Adventures in TUIO libraries
A few months ago, David Nuñez, Mac Cowell, and I hacked out a shaky demo at DevHouseBoston5, replicating a basic reacTable implementation. Though the code lay dormant for a few months, I’ve recently picked up the project again, and have been hacking around for a few evenings.
I have an initial and extremely simple goal of creating a multitouch paint application with TUIO; the “Hello World” of multitouch applications (hey, at least it’s not a blog!)
First, I tried rubygosu with aberant-tuio-ruby. rubygosu doesn’t seem to play well with threads, since it’s event loop driven, and did not yield up to the TuioClient often enough, so there was sometimes lag in the TUIO events propagating into my application. Even if I adjusted the thread priority levels, it didn’t help.

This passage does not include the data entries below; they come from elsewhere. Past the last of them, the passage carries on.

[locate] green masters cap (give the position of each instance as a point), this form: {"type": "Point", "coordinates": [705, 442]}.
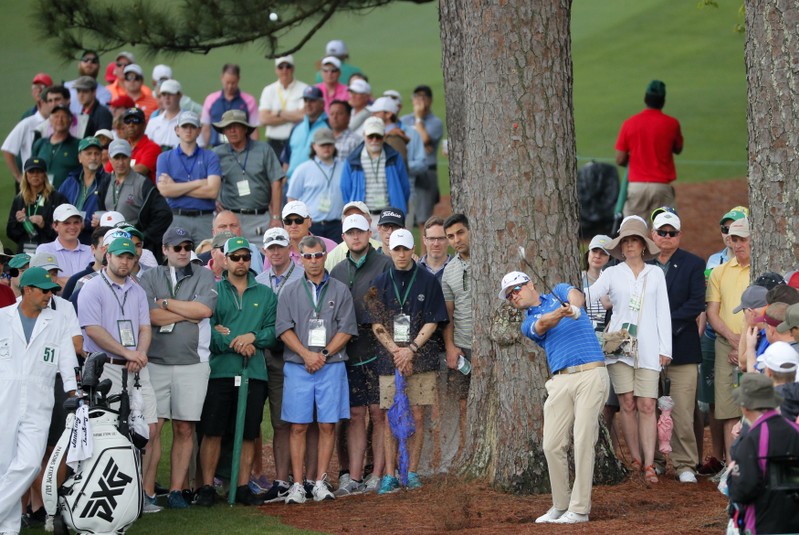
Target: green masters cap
{"type": "Point", "coordinates": [38, 278]}
{"type": "Point", "coordinates": [19, 260]}
{"type": "Point", "coordinates": [234, 244]}
{"type": "Point", "coordinates": [122, 245]}
{"type": "Point", "coordinates": [87, 142]}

Then, I tried using eventmachine to just read in OSC via UDP, but this suffered the same outcome. More threading, forking with IPC, and a brief foray into unix signals all left me unsatisfied.
So, I went back to using aberant-tuio-ruby, and added a Thread.pass into the game loop and the OSC handler events. Lo and behold, this seemed to smooth things out. It was still kind of jumpy, with noticeable lag creeping in during bursts of activity, but I had achieved my first software goal of moving a 2D cursor in an OpenGL-accelerated window based on incoming TUIO events that I sent from reacTIVision’s TuioSimulator. (It’s called painter, even though it doesn’t really paint things.)
I downloaded the reacTIVision Java TUIO library via tuio.org to see if maybe Java would be a bit snappier. Holy baloney! Super snappy! I sighed heavily, as I though that I will likely have to depart from Ruby. As I’m curious about the viability of developing in ActionScript 3, I wonder if this is an issue that plagues Flash-based TUIO apps, as well.
Anyhow, before I get ahead of myself, I’ll replicate painter in Java, moving a 2D cursor around, and then move on to painting things. I am disappointed that I’ll likely not be using Ruby, but maybe JRuby holds a nice surprise. Actually, that’s a very compelling idea…
Next step: implement a simple paint app in Java, using the TUIO Java library’s example as a reference, and then give jruby-painter a shot.